Trotz sinkender Corona-Infektionszahlen zeichnet sich angesichts der Furcht vor einer Ausbreitung besonders ansteckender Virus-Varianten kein baldiges Ende des Lockdowns in Deutschland ab. Bundes- und Landespolitiker plädierten zum Teil für eine Verlängerung der Maßnahmen. „Besser jetzt noch ein wenig länger etwas härtere Maßnahmen als ein Raus-Rein-Raus-Rein, was letztlich alle zermürbt“, sagte Unionsfraktionschef Ralph Brinkhaus den Zeitungen des Redaktionsnetzwerks Deutschland (RND) vom Samstag.
Der harte Lockdown mit geschlossenen Schulen, der angeordneten Schließung der meisten Geschäfte sowie strengen Kontaktbeschränkungen gilt bislang bis zum 14. Februar. In den kommenden Tagen werden Bundeskanzlerin Angela Merkel (CDU) und die Ministerpräsidentinnen und -präsidenten der Länder darüber beraten, wie es danach weitergeht.

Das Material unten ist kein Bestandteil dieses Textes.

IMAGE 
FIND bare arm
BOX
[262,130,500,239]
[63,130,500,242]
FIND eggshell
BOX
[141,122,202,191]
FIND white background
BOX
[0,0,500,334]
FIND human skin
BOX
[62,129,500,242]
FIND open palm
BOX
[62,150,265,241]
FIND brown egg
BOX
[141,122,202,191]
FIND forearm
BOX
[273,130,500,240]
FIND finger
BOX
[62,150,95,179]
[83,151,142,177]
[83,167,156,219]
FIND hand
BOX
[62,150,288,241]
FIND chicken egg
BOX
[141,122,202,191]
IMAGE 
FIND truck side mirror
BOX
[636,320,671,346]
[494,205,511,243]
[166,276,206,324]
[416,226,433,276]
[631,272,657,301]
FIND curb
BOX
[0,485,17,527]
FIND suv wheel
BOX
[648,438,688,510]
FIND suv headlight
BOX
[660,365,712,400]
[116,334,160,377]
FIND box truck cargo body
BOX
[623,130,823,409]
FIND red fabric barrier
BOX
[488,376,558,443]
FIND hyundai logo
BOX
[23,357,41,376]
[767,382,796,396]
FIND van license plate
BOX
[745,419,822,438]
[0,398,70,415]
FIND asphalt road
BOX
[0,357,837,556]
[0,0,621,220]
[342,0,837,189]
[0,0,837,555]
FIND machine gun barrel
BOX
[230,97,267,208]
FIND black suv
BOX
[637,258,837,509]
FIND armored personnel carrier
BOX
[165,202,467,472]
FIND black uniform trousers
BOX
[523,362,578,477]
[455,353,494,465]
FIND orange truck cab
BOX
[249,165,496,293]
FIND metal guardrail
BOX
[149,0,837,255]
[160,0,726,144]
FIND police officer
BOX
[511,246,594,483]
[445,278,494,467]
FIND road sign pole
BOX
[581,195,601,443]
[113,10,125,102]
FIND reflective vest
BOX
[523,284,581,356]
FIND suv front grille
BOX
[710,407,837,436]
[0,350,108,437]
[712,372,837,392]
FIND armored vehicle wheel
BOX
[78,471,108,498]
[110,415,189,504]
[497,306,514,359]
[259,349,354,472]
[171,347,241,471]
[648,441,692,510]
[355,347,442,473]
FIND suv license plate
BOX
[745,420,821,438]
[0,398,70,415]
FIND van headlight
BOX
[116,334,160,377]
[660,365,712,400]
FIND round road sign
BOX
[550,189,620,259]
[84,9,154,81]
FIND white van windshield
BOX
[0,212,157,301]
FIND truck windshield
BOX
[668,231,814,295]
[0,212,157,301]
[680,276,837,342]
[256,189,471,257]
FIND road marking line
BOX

Merkel mahnte in ihrem wöchentlichen Video-Podcast, in dem sie die Belastungen von Familien in der Corona-Pandemie als „gewaltigen Kraftakt“ würdigte, zu Vorsicht und Geduld. Die Infektionszahlen gingen zwar seit einiger Zeit zurück, „die Richtung stimmt“. Es bestehe aber eine „sehr reale Gefahr“ durch hochansteckende neue Virus-Varianten. „Deshalb müssen wir auf unserem Weg durch die nächsten Wochen vorsichtig und behutsam handeln“, sagte Merkel.
Bundesinnenminister Horst Seehofer (CSU) machte deutlich, dass er keinen großen Spielraum für Lockerungen sieht. „Im Moment kann niemand seriös beurteilen, wie es Mitte Februar weitergeht“, sagte der CSU-Politiker der „Augsburger Allgemeinen“. Eins könne aber nach allen Erfahrungen gesagt werden: „Man wird auch nach einem Lockdown nicht sofort und vollständig zu normalen Verhältnissen zurückkehren können.“ Das werde nur „stufenweise“ möglich sein, andernfalls drohe „ein Rückfall in die dritte Welle“.
Unionsfraktionschef Brinkhaus sagte den RND-Zeitungen, viele Lockdown-Maßnahmen müssten im Kern vermutlich noch einmal verlängert werden. „Wir müssen die Zahlen jetzt weit herunterbekommen“, betonte der CDU-Politiker.
Mecklenburg-Vorpommerns Ministerpräsidentin Manuela Schwesig (SPD) dämpfte ebenfalls die Hoffnungen auf baldige Lockerungen. Sie betrachte die Verbreitung der Virus-Varianten mit „ganz großer Sorge“, sagte Schwesig am Freitagabend in der ARD. „Dann, glaube ich, reden wir weniger über Lockerungen, sondern eher über Verschärfungen.“
Saarlands Ministerpräsident Tobias Hans (CDU) forderte einen „Perspektivplan“ zur vorsichtigen Lockerung der Maßnahmen. „Wir brauchen Geduld, weil wir noch einige Zeit mit vielen Einschränkungen leben müssen“, sagte Hans der „Rheinischen Post“. Doch zugleich sei es „wenig hilfreich, wenn wir den Menschen jeden Hoffnungsschimmer auf Änderungen nehmen“. Deutschland könne „nicht ewig im vollen Lockdown verbleiben, das ist eine zu große Belastung besonders für unsere Familien“.
Ähnlich äußerte sich Thüringens Ministerpräsident Bodo Ramelow (Linke). „Meine Perspektive ist keine Lockerungsdebatte, sondern ein Fahrplan, der uns über Monate hinweg eine Perspektive gibt“, sagte Ramelow den Zeitungen des Redaktionsnetzwerks Deutschland. Dazu gehörten ein Kriterienkatalog, was bei bestimmten Inzidenzen und medizinischen Versorgungskapazitäten geschehe. Der Fahrplan solle möglichst bis Ostern gelten.
FDP-Fraktionschef Christian Lindner forderte nach einer Fraktionsklausur der Liberalen, es müsse den Menschen vermittelt werden, „was die nächsten Schritte sind“. Das Land könne nicht „dauerhaft im jetzigen Lockdown“ gehalten werden. Die Familien seien „mit den Nerven fertig, neue Durchhalteparolen bringen hier nichts“. Es brauche jetzt Schritte, damit Kitas und Schulen wieder geöffnet werden könnten.